Uluslararası ceza hukuku ve UCM’nin Karabağ uyuşmazlığı çerçevesinde öne çıkabileceğine dair diğer işaret ise ilk UCM savcısı Ocampo’nun 7 Ağustos 2023 tarihinde yayınladığı 28 sayfalık ‘uzman görüşü’ olarak belirmektedir.[24] Ocampo, kendi ifadesiyle, Artsakh olarak bilinen ‘Dağlık’ Karabağ’da yaşayan 120.00 Ermeni’ye karşı devam eden bir soykırım olduğu iddiasında bulunmuştur. Her ne kadar Ermeni diasporası ve lobileri bu iddiayı bir süredir dile getirmekteyse de, üçüncü kişilerin yaptıkları hukuki nitelemelerde daha dikkatli bir dil kullandığını gözlemlemek mümkündür. Yorumcular genelde en uç olarak Soykırım tehlikesinden bahsetmekte ancak devam eden bir soykırımın varlığına işaret etmemektedir.[25] Bu bakımdan Ocampo’nun açıklaması oldukça büyük yankıya sebep olmuştur. Ocampo’nun sözlerinin yankısının büyüklüğü, her ne kadar UCM’nin eski başsavcısı olması sebebi ile hâlihazırda bir organik bağı bulunmasa ve Ocampo’nun UCM’deki son dönemi cinsel taciz ve rüşvet iddiaları ile gölgelenmiş olsa da,[26] Mahkeme’nin ilk başsavcısı olması unvanından ötürüdür. Bu bakımdan yayınladığı ‘uzman’ raporu gayri resmi olarak dahi olsa UCM ile ilintili hale gelmiştir.

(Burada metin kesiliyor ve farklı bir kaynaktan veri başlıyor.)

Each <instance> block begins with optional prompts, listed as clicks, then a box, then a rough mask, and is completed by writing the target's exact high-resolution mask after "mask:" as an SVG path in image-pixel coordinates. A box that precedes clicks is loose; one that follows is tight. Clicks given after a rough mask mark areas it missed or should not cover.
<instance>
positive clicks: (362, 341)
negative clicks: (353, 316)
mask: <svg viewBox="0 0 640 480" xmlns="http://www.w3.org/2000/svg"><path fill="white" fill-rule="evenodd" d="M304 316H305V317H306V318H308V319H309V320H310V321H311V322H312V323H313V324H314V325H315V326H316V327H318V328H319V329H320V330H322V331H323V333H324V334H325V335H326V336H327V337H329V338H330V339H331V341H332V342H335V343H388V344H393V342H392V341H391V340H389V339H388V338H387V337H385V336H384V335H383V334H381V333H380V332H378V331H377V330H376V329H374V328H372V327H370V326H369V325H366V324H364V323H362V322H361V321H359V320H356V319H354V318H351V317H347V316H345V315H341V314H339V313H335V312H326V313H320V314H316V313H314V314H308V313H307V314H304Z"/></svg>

Ocampo’nun iddialarının hukuki muhtevası oldukça direkttir. Buna göre Ocampo, Laçın Koridorunun Azerbaycan güvenlik güçleri tarafından abluka altına alınarak her türlü gıdaya, tıbbi malzemeye ve diğer temel ihtiyaçlara erişimin engellendiğin iddia etmekte, bu fiillerinde

Soykırım Sözleşmesinin II. Maddesinin (c) bendi kapsamında bir Soykırım olarak değerlendirilmesi gerektiğini vurgulamaktadır. İlgili hükme göre soykırım kastı ile – yani etnik, dini, ulusal veya ırki bir grubu, bütünüyle veya kısmen, ayrı bir antite olarak (as such) yok etme kastı ile – hareket edilerek ‘c) Grubun bütünüyle veya kısmen, fiziksel varlığını ortadan kaldıracağı hesaplanarak, yaşam şartlarını kastten değiştirmek’ soykırım suçunu teşkil etmektedir.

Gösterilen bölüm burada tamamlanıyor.